Ingrid Muan, co-director of the gallery, said the exhibit began as
a project for archaeology students at the Royal University of Fine
Arts. The idea she said, was to examine tools commonly used in the
countryside to see how they are made, how they are used and how they
are changing as society modernizes. "We wanted to trace what
things go away, and what things stay, and why," Muan said.
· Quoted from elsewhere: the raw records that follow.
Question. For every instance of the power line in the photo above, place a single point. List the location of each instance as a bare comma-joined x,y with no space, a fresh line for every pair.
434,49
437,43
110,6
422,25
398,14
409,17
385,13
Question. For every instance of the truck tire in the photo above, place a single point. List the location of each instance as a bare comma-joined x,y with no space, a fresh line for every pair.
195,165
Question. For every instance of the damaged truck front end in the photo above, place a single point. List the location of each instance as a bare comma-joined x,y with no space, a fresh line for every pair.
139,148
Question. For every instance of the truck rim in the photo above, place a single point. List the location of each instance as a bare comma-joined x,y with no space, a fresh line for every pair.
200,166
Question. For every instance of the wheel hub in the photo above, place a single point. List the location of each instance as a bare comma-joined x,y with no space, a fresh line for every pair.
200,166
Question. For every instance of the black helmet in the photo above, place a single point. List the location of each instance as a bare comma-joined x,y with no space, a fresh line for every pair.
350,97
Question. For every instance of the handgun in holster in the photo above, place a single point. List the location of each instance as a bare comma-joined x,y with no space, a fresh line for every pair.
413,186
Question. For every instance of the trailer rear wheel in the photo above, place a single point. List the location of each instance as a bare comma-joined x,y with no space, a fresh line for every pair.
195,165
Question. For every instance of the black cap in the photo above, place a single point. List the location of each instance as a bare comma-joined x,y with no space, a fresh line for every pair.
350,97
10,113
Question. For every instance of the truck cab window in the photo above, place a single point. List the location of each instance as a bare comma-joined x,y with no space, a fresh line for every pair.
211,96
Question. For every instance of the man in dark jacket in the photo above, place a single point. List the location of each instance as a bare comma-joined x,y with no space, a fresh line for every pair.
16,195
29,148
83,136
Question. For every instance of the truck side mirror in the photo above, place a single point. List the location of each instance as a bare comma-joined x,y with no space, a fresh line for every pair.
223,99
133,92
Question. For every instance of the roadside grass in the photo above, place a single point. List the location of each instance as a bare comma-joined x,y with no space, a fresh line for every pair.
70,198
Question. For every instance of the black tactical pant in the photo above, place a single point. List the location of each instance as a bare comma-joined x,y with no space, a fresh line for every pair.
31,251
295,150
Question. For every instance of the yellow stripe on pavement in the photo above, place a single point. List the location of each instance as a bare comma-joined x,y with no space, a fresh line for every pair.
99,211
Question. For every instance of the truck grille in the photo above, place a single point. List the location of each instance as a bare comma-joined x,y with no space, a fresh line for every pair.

One example is the banana leaf she said. For generations, it has
been used in scores of ways to prepare and wrap food, but it is increasingly
being replaced by plastic. One popular snack, sticky rice wrapped
around bananas or pork, used to be wrapped in banana leaves and tied
with vines before being boiled for three hours. As plastic became
cheap and available, vendors experimented with wrapping the snacks
in plastic, but discovered they didn't taste as good as those boiled
in banana leaves. Today they are commonly wrapped in banana leaves
but tied with nylon ties, which are easier to find in the city than
vines.
The exhibit includes dozens of items, from palm juice containers
to hand scarecrows, cowbells to fish floats, shoulder harnesses and
rice threshers. Several are explored in great detail, tracing the
evolution of technology; a Khmer/English catalog is available for
purchase.
The exhibit is free and open to the public from 8 am to 6 PM daily.
It is funded by grants from the Japan Foundation, the Kasumisou Foundation,
and the Albert Kunstadter Family Foundation.